Great Britain, meanwhile, issued a statement that left no doubt that it believed the Syrian government was responsible for the alleged chemical attack Aug. 21 that left more than 300 people dead.
“We are clear in the British Government that it was the Assad regime that carried out this…large- scale chemical attack, last Wednesday that has led to the…agonizing deaths of so many hundreds of people, including, tragically, so many children,” British Foreign Secretary William Hague said in a statement. “The eyewitness accounts, the fact this area was under bombardment by the regime forces at the time that the chemical attack took place. It all points in that direction to the responsibility of the regime.”

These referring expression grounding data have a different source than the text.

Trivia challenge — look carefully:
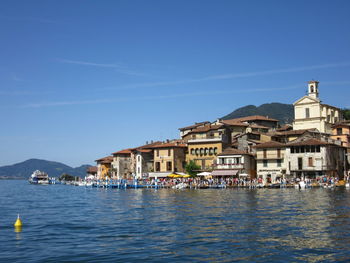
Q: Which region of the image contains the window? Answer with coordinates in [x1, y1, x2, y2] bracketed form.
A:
[263, 160, 268, 167]
[316, 146, 321, 152]
[277, 159, 282, 167]
[168, 149, 171, 156]
[137, 167, 140, 174]
[200, 148, 204, 156]
[263, 149, 267, 159]
[277, 149, 281, 158]
[138, 155, 141, 162]
[327, 115, 330, 122]
[291, 147, 295, 153]
[195, 148, 199, 156]
[166, 161, 172, 171]
[337, 128, 342, 135]
[204, 148, 209, 156]
[209, 148, 213, 155]
[156, 150, 159, 157]
[298, 158, 303, 170]
[191, 149, 195, 155]
[305, 108, 310, 118]
[155, 162, 161, 172]
[214, 147, 218, 155]
[308, 157, 313, 167]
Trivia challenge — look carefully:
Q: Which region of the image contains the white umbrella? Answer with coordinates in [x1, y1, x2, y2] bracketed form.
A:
[197, 172, 212, 176]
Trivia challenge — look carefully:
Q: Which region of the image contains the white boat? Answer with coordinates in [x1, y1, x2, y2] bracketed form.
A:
[29, 170, 49, 184]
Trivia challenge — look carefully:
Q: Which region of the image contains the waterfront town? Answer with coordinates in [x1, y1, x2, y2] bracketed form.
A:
[86, 80, 350, 188]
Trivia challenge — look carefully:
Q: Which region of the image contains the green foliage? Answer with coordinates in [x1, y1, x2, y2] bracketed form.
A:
[185, 160, 201, 177]
[221, 103, 294, 124]
[59, 173, 79, 181]
[341, 108, 350, 120]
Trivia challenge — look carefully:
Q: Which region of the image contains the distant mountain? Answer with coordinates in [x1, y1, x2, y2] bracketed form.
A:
[221, 103, 294, 124]
[0, 159, 91, 179]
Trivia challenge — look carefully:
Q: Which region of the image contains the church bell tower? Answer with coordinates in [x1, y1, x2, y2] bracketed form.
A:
[308, 80, 319, 99]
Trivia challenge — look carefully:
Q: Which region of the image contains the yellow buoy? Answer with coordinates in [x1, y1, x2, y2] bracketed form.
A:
[14, 214, 22, 227]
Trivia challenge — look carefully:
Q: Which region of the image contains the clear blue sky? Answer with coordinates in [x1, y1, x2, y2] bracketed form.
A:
[1, 0, 350, 167]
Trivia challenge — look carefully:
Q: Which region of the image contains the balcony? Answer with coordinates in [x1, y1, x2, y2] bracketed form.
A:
[212, 163, 244, 170]
[188, 135, 224, 143]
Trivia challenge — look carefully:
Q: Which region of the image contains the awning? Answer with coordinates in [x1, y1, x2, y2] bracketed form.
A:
[148, 172, 169, 178]
[212, 170, 239, 177]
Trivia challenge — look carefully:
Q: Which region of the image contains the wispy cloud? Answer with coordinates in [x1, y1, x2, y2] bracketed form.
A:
[108, 61, 350, 91]
[11, 73, 25, 82]
[20, 84, 302, 108]
[57, 58, 151, 77]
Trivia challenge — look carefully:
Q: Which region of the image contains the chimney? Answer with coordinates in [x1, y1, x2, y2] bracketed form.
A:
[166, 139, 170, 143]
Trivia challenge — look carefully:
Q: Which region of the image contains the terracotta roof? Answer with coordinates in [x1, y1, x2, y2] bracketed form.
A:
[220, 120, 249, 127]
[135, 141, 163, 150]
[218, 148, 250, 156]
[276, 124, 293, 132]
[147, 142, 187, 149]
[287, 138, 332, 147]
[179, 121, 210, 131]
[137, 149, 152, 153]
[187, 124, 224, 134]
[249, 124, 269, 129]
[95, 156, 113, 163]
[87, 166, 97, 173]
[112, 148, 133, 155]
[254, 141, 285, 149]
[332, 122, 350, 128]
[224, 115, 279, 123]
[274, 128, 318, 136]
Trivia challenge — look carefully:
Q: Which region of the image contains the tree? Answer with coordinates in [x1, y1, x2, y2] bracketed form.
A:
[185, 160, 201, 177]
[59, 173, 77, 181]
[341, 108, 350, 120]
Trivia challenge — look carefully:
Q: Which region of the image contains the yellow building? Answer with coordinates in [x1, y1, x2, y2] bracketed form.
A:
[182, 123, 230, 170]
[147, 141, 187, 177]
[95, 156, 113, 180]
[293, 80, 342, 134]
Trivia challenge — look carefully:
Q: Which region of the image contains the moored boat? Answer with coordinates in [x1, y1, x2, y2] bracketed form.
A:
[29, 170, 49, 184]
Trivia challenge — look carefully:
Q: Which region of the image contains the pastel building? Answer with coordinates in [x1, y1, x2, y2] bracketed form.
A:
[285, 138, 346, 179]
[95, 156, 113, 180]
[255, 141, 286, 183]
[111, 148, 133, 179]
[182, 123, 230, 171]
[148, 140, 187, 178]
[212, 148, 256, 178]
[293, 81, 342, 134]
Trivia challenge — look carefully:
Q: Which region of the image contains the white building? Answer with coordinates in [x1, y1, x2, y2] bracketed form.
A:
[212, 148, 256, 178]
[293, 80, 342, 134]
[285, 138, 346, 179]
[255, 141, 286, 183]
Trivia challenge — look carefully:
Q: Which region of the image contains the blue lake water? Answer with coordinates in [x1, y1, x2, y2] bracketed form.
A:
[1, 180, 350, 262]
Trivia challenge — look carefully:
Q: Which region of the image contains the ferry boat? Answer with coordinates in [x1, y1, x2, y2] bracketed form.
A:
[29, 170, 49, 184]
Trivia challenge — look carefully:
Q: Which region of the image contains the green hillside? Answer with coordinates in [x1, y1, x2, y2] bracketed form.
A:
[222, 103, 294, 123]
[0, 159, 91, 179]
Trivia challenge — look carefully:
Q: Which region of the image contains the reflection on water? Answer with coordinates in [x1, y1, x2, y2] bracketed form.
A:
[0, 181, 350, 262]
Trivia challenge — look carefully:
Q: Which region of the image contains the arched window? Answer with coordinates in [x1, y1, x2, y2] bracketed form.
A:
[214, 147, 218, 155]
[191, 149, 195, 155]
[209, 148, 213, 155]
[200, 148, 204, 156]
[204, 148, 209, 156]
[195, 148, 199, 156]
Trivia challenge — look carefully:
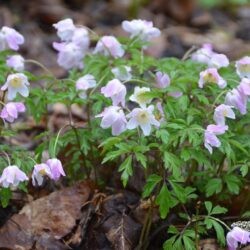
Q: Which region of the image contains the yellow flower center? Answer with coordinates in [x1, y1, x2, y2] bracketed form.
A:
[10, 77, 23, 88]
[39, 169, 47, 176]
[239, 64, 250, 73]
[203, 73, 216, 83]
[137, 111, 149, 124]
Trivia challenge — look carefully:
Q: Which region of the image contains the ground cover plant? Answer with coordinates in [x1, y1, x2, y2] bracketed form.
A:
[0, 18, 249, 249]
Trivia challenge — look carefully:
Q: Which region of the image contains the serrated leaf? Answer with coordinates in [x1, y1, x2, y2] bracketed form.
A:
[118, 156, 133, 187]
[224, 174, 241, 195]
[156, 184, 171, 219]
[205, 201, 213, 214]
[211, 219, 225, 246]
[142, 174, 162, 198]
[205, 178, 222, 197]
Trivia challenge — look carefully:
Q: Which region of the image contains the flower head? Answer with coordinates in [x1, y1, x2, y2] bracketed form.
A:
[101, 79, 127, 107]
[72, 27, 90, 51]
[32, 163, 52, 186]
[46, 158, 66, 181]
[226, 227, 250, 250]
[111, 66, 132, 82]
[198, 68, 226, 89]
[191, 43, 213, 65]
[238, 78, 250, 96]
[204, 124, 228, 154]
[127, 105, 160, 136]
[6, 55, 25, 71]
[76, 74, 96, 99]
[53, 42, 84, 70]
[122, 19, 161, 42]
[236, 56, 250, 79]
[209, 53, 229, 69]
[53, 18, 75, 42]
[96, 106, 127, 135]
[130, 87, 152, 108]
[0, 26, 24, 51]
[213, 104, 235, 125]
[155, 71, 170, 89]
[0, 165, 28, 188]
[225, 88, 248, 115]
[0, 102, 25, 123]
[94, 36, 124, 58]
[1, 73, 30, 100]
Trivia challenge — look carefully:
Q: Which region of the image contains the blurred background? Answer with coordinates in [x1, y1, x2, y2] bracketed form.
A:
[0, 0, 249, 77]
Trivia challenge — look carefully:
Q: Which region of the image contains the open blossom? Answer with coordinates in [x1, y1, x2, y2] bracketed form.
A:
[226, 227, 250, 250]
[204, 124, 228, 154]
[72, 27, 90, 51]
[76, 74, 96, 99]
[213, 104, 235, 125]
[96, 106, 127, 135]
[6, 55, 25, 71]
[32, 163, 52, 186]
[155, 71, 170, 89]
[225, 88, 248, 115]
[122, 19, 161, 42]
[209, 53, 229, 69]
[53, 42, 84, 70]
[1, 73, 29, 100]
[53, 18, 75, 42]
[94, 36, 124, 58]
[101, 79, 126, 107]
[198, 68, 227, 89]
[0, 26, 24, 51]
[0, 165, 28, 188]
[111, 66, 132, 82]
[236, 56, 250, 79]
[0, 102, 25, 123]
[191, 43, 213, 65]
[238, 78, 250, 96]
[127, 105, 160, 136]
[130, 87, 152, 108]
[46, 158, 66, 181]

But any strike against Syrian President Bashar Assad’s regime would occur over the misgivings of a majority of Americans, according to a new poll, and with only limited support from Congress. The fallout from such action includes likely retaliation from Iran, Russia and the Lebanese militant group, Hezbollah – Assad’s three chief foreign patrons – and could draw the United States deeply into a new Middle East conflict after years of entanglement in Iraq and Afghanistan.
However, many foreign policy analysts argue that after more than two years and a death toll exceeding 100,000, President Barack Obama has a moral imperative to step in now because of the escalation from the regime’s apparent use of chemical weapons in defiance of his warning that such warfare was a “red line.”

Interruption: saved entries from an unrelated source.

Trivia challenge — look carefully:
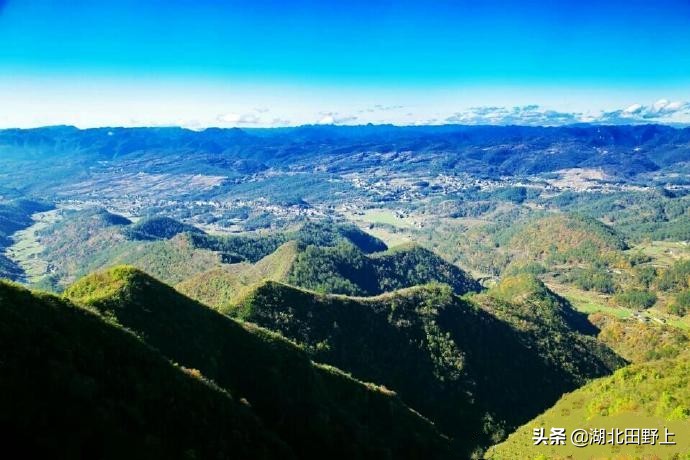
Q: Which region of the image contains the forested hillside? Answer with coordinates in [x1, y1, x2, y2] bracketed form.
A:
[64, 266, 451, 459]
[235, 277, 622, 456]
[0, 280, 291, 459]
[177, 240, 479, 311]
[287, 242, 479, 296]
[487, 351, 690, 459]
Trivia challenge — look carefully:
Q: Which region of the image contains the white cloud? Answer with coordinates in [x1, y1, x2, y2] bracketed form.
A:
[445, 105, 581, 126]
[597, 99, 690, 124]
[443, 100, 690, 127]
[316, 112, 358, 125]
[318, 115, 335, 124]
[623, 103, 643, 114]
[217, 112, 261, 125]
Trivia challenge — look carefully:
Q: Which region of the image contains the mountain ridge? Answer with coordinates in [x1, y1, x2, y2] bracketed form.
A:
[63, 265, 452, 460]
[234, 275, 624, 456]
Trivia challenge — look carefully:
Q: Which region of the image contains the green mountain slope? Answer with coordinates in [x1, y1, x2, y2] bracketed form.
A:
[187, 220, 388, 263]
[104, 233, 222, 284]
[0, 280, 291, 460]
[486, 352, 690, 459]
[177, 241, 479, 312]
[123, 215, 203, 241]
[287, 242, 480, 296]
[589, 312, 690, 364]
[176, 241, 300, 311]
[32, 212, 388, 289]
[65, 266, 451, 460]
[235, 277, 623, 456]
[508, 213, 628, 266]
[33, 209, 221, 288]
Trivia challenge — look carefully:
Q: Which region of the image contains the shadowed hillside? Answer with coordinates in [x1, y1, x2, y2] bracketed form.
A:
[235, 277, 623, 456]
[0, 280, 291, 460]
[64, 266, 451, 460]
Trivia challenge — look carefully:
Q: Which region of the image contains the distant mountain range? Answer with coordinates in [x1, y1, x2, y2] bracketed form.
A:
[1, 124, 689, 199]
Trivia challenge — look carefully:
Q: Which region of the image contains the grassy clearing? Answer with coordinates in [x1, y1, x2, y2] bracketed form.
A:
[629, 241, 690, 267]
[356, 225, 412, 247]
[346, 208, 417, 229]
[548, 281, 690, 332]
[5, 209, 60, 283]
[546, 282, 631, 319]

Statements from the administration over the weekend suggests that Obama’s extreme reluctance to wade into the bloody crisis was easing, though there were no details yet on a course of action as U.S. officials continued consultations with European and Arab allies.
Obama appeared to be shoring up international support for action, speaking with his second ally in as many days, French President Francois Hollande. The White House said the two discussed "possible responses by the international community" and agreed to stay in touch.

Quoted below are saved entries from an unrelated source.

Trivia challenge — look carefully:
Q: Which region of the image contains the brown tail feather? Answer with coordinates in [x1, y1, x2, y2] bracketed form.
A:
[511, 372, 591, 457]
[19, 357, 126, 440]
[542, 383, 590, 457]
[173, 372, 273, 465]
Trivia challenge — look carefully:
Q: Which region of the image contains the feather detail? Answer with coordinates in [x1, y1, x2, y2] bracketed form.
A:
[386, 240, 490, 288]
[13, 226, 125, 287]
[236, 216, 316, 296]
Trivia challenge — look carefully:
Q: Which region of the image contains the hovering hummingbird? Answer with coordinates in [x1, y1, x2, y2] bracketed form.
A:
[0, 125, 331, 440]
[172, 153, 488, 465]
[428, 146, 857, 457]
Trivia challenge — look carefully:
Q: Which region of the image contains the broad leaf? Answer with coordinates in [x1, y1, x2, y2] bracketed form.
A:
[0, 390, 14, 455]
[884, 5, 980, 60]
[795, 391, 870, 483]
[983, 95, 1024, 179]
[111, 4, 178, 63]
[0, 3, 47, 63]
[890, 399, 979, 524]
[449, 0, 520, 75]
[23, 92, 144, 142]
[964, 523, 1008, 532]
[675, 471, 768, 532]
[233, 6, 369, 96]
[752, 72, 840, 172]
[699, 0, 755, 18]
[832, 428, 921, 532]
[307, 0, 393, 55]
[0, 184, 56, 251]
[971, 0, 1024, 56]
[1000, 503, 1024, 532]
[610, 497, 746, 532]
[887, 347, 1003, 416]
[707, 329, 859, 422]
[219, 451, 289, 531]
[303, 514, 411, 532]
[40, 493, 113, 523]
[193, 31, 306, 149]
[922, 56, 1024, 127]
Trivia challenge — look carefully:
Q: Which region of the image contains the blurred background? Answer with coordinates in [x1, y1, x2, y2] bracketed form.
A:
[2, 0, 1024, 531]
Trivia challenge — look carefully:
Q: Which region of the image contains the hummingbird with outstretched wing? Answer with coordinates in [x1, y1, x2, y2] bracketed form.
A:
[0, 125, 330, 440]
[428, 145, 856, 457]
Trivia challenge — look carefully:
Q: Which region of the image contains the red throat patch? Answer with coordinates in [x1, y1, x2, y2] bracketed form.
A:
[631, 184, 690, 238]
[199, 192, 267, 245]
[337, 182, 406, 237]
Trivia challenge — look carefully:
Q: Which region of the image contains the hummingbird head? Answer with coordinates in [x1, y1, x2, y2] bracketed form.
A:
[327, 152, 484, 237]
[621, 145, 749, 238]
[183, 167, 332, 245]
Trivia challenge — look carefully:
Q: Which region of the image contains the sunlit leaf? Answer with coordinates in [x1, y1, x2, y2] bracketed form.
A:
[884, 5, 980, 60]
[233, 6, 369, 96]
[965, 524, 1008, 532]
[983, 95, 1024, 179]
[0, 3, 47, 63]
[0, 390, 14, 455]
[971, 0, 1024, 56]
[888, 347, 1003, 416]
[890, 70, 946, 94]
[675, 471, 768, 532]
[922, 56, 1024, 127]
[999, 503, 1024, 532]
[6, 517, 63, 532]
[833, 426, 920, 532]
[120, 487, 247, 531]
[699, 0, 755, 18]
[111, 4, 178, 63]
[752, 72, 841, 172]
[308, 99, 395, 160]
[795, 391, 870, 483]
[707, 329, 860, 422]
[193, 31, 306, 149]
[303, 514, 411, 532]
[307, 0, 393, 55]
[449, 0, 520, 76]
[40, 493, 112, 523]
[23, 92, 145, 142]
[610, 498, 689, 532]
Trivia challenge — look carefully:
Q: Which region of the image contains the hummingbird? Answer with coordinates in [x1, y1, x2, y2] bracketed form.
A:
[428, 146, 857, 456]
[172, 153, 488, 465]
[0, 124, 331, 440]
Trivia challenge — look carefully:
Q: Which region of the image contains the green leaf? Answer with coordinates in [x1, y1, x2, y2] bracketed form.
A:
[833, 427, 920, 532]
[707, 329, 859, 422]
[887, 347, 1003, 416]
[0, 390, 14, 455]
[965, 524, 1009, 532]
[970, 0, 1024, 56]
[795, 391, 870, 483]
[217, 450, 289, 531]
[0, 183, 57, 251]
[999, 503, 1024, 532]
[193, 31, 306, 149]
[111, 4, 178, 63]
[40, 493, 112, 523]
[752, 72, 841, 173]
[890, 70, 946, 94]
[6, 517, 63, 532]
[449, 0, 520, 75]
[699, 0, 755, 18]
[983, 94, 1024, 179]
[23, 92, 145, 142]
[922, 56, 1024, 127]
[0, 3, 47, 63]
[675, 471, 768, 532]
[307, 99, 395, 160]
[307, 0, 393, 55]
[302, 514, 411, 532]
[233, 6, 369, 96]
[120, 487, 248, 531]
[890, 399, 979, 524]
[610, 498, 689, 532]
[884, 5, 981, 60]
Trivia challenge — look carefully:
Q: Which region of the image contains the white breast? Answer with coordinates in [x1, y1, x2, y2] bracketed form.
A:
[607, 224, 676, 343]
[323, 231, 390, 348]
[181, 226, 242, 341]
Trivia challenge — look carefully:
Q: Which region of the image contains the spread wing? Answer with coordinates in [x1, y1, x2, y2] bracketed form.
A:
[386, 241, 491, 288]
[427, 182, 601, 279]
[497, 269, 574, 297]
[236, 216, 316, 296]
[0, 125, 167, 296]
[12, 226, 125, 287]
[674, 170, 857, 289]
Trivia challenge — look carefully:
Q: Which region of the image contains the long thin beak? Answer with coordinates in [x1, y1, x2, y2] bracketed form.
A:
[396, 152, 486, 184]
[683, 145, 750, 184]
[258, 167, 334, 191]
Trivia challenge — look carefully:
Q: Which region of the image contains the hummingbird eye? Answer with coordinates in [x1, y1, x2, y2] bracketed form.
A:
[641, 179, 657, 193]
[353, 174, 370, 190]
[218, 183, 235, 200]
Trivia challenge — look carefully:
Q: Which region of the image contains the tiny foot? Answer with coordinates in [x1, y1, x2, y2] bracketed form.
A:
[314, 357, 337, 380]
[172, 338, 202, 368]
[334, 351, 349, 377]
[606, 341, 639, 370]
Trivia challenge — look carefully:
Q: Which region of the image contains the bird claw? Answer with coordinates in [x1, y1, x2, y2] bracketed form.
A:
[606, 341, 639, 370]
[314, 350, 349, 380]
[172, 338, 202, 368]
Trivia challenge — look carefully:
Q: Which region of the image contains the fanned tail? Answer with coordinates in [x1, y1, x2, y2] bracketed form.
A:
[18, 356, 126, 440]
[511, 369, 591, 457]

At a news conference Sunday in Malaysia, Defense Secretary Chuck Hagel reiterated that he’d prepared "options for all contingencies" at Obama’s request.
"We are prepared to exercise whatever option if he decides to employ one of those options," Hagel said.
Pressed on whether there will be a U.S. military response at some point, Hagel responded: "When we have more information, then that answer will become clear."
U.S. officials repeatedly have said that Syria should allow U.N. inspectors into Ghouta, the eastern suburb of Damascus where hundreds were killed last week in a suspected chemical attack, if it didn’t have anything to hide.
The Syrian government, via the state news agency SANA, said that it would allow the foreign inspectors into Ghouta after reaching an agreement with the U.N. that takes effect “immediately.” The report said that Syria was ready “to cooperate with the U.N. investigators to expose the false allegations of the terrorist groups accusing the Syrian forces of using chemical weapons.”